Na situação atual, “o Sínodo não conseguiu destravar a contradição entre a Eucaristia ‘alimento para os fracos’ e mediadora da graça, e uma compreensão da participação na mesa eucarística que já pressupõe o estado de graça. Permanece a tarefa de repensar todos os tratados sacramentais a partir do paradigma da suprema lei da Igreja, que é o amor e a salvação da humanidade”.

Uma das dificuldades internas para fazer avançar o projeto do papa Francisco é, segundo Paulo Suess, “o espírito de colonialidade na própria Igreja”. O teólogo recorda que em seu discurso aos movimentos populares em Santa Cruz de la Sierra, na Bolívia, dia 9 de julho de 2015, Francisco pediu perdão aos povos indígenas pelos “muitos e graves pecados contra os nativos da América, em nome de Deus”. Ao mesmo tempo, ele exalta um autoelogio eclesial de “tantos bispos, sacerdotes e leigos que pregaram e pregam a boa nova de Jesus com coragem e mansidão”. Esse descompasso entre, por um lado, o “pedido de perdão” e por outro, a “autorreferencialidade” enfraquece o discurso do papa.

Ao pedido de perdão na Bolívia, acompanhado pelo aplauso dos índios presentes no evento, segue, sob o protesto de muitos indígenas dos Estados Unidos e do México, a canonização do franciscano Frei Junípero Serra (1713-1784), no dia 23 de setembro, em Washington.

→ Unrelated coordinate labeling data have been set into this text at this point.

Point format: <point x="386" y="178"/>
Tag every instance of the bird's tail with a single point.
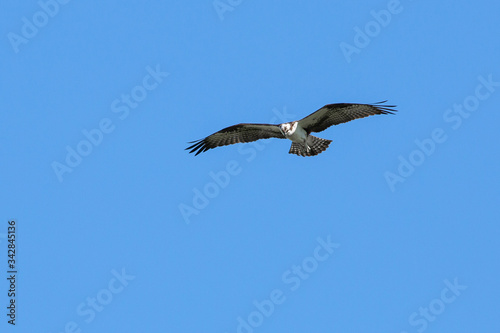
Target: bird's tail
<point x="316" y="145"/>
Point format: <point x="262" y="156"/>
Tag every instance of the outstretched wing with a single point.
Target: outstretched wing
<point x="334" y="114"/>
<point x="236" y="134"/>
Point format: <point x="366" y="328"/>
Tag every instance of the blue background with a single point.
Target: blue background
<point x="127" y="207"/>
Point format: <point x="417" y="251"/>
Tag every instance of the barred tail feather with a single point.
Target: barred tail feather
<point x="316" y="146"/>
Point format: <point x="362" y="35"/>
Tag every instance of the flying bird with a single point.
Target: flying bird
<point x="299" y="132"/>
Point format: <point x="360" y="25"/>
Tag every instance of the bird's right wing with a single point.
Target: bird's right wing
<point x="236" y="134"/>
<point x="334" y="114"/>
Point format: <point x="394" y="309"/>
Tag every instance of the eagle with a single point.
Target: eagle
<point x="299" y="131"/>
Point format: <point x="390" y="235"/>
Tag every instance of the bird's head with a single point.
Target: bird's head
<point x="285" y="128"/>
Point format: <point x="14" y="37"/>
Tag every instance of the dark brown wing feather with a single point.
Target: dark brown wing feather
<point x="236" y="134"/>
<point x="334" y="114"/>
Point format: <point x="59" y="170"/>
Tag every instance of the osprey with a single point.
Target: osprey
<point x="299" y="132"/>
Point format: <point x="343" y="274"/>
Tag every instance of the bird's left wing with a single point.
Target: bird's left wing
<point x="236" y="134"/>
<point x="334" y="114"/>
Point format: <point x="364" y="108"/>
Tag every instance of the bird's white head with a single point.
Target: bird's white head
<point x="286" y="129"/>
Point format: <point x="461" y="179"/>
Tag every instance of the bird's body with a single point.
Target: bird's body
<point x="303" y="144"/>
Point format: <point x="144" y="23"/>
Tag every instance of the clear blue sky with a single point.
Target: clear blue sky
<point x="394" y="228"/>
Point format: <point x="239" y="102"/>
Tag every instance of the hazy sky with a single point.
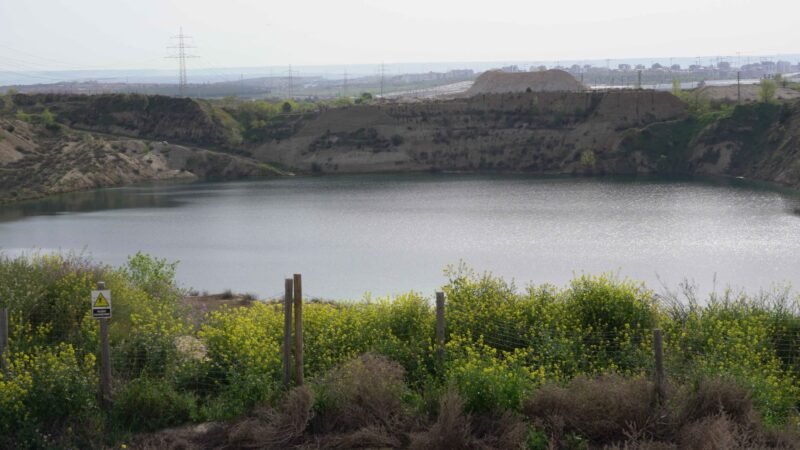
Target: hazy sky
<point x="125" y="34"/>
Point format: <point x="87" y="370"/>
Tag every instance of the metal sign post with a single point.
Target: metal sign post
<point x="101" y="310"/>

“Hoje, os índios falam de atrocidades, etnocídio e mitologia das missões, criados pelos não indígenas da elite católica regional, que propulsionou a canonização de Junípero Serra. Andrew Galvan, historiador e curador da ‘Missão Dolores’, fundada por Junípero em 1776, pergunta: ‘se eu sei o que aconteceu com os meus antepassados, como posso ser devoto de Junípero Serra?’”

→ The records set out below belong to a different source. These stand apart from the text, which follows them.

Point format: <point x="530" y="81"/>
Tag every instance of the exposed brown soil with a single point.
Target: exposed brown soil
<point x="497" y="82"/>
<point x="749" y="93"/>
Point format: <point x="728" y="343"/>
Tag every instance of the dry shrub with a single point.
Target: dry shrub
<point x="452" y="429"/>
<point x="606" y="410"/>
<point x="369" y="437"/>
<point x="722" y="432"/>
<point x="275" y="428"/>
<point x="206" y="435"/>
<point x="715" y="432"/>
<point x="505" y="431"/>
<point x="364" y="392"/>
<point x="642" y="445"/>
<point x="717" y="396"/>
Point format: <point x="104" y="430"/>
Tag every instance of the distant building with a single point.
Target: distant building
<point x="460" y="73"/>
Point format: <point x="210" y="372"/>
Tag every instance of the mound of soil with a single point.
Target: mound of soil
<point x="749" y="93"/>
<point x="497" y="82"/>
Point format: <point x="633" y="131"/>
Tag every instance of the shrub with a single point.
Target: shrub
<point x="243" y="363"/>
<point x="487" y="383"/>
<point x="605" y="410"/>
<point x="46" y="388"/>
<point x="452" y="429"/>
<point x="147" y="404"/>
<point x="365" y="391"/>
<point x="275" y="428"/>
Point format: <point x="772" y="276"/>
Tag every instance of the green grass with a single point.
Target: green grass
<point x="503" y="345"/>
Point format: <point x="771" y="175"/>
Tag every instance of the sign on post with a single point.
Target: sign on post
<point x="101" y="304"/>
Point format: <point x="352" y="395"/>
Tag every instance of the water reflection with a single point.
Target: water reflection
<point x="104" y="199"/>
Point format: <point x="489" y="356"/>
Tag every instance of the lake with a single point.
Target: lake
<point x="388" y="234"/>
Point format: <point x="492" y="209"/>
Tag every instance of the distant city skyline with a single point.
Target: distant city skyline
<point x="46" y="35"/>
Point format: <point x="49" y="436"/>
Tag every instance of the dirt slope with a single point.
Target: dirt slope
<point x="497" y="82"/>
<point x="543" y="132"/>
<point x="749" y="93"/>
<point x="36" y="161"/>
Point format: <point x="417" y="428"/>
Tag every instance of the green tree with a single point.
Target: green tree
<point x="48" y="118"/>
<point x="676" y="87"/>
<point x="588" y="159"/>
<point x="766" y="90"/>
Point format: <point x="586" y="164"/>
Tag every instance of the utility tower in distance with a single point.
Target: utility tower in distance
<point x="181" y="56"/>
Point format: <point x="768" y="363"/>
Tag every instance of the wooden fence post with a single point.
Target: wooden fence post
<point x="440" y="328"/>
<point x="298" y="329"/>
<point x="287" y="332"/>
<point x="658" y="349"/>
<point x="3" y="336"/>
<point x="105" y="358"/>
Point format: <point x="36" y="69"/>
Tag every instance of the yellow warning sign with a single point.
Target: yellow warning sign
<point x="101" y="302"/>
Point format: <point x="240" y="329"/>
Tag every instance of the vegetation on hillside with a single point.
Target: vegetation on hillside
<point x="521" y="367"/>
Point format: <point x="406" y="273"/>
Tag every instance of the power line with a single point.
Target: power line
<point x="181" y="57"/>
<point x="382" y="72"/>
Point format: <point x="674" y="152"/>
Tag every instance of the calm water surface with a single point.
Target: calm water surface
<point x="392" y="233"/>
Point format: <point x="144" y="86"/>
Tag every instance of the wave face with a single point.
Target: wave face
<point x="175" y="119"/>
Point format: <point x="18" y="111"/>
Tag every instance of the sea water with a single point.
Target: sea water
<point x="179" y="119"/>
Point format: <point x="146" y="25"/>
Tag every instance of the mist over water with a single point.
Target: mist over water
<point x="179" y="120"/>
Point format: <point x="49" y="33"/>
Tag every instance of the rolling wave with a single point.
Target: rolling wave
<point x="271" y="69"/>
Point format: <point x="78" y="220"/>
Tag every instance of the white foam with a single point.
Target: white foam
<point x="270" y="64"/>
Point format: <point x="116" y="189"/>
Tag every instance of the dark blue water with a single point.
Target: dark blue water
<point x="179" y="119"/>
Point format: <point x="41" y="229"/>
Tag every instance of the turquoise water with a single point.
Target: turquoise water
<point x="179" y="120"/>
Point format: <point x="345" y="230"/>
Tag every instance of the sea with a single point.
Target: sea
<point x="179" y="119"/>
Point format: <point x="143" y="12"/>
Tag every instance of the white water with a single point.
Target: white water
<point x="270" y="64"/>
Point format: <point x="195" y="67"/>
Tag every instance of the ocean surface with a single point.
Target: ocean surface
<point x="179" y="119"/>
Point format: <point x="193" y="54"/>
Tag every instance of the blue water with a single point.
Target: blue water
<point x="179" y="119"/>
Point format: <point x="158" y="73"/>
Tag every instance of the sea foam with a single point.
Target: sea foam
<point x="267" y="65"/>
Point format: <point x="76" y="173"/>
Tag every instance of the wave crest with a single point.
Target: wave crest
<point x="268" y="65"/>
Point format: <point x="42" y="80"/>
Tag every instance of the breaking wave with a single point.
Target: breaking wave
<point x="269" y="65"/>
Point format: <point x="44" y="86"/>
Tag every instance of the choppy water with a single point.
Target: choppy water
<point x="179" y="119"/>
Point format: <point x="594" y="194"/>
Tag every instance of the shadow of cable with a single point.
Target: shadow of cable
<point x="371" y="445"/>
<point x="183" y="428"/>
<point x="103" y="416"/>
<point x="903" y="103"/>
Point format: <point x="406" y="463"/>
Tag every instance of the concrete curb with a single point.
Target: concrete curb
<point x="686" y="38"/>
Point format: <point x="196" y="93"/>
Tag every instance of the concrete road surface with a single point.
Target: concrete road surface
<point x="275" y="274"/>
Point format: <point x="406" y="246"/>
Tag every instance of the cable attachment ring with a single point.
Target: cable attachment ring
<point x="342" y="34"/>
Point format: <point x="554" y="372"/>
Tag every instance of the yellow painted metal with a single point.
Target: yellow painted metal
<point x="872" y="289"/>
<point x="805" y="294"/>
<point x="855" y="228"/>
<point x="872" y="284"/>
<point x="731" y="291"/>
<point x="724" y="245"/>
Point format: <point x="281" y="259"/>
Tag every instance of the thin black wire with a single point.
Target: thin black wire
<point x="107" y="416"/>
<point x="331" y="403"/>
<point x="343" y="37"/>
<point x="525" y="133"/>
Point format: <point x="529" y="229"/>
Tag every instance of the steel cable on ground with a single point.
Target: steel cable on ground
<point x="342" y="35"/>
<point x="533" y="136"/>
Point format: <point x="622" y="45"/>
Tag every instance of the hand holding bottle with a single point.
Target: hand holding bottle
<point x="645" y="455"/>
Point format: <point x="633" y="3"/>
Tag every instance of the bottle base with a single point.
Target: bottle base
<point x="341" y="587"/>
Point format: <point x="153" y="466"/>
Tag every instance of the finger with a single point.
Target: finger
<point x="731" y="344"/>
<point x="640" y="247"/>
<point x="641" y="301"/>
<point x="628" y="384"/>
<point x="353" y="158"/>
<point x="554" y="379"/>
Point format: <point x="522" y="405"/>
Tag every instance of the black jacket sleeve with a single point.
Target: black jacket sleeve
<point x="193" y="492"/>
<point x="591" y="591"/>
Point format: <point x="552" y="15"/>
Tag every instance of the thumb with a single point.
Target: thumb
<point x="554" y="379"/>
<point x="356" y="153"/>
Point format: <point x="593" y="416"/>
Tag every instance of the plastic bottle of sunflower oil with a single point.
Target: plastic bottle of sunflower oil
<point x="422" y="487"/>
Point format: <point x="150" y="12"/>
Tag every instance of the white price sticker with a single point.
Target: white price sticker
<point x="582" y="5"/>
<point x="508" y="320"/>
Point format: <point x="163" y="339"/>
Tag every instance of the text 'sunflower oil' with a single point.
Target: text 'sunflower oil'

Em sua exposição, padre Suess lembrou que “os povos indígenas catequizados, protegidos e colonizados pelas missões dos séculos XVI e XVII, todos desapareceram. Os índios de hoje são descendentes daqueles indígenas que não foram atingidos pelas missões”. E pergunta: “Santos como Junípero e Ancieta no Brasil estão fortalecendo as lutas dos povos indígenas ou legitimando o paternalismo e autoritarismo de seus tutores?”

“Subsidiariedade, sinodalidade, descentralização e descolonialização têm seu preço e necessitam seu tempo. O pontificado de Francisco é um sinal de destravamento de portas e de esperança”, complementa.

As atividades do Simpósio terminam nesta quinta-feita, 17, quando os participantes divulgam uma mensagem com propostas para apoiar o projeto do papa Francisco.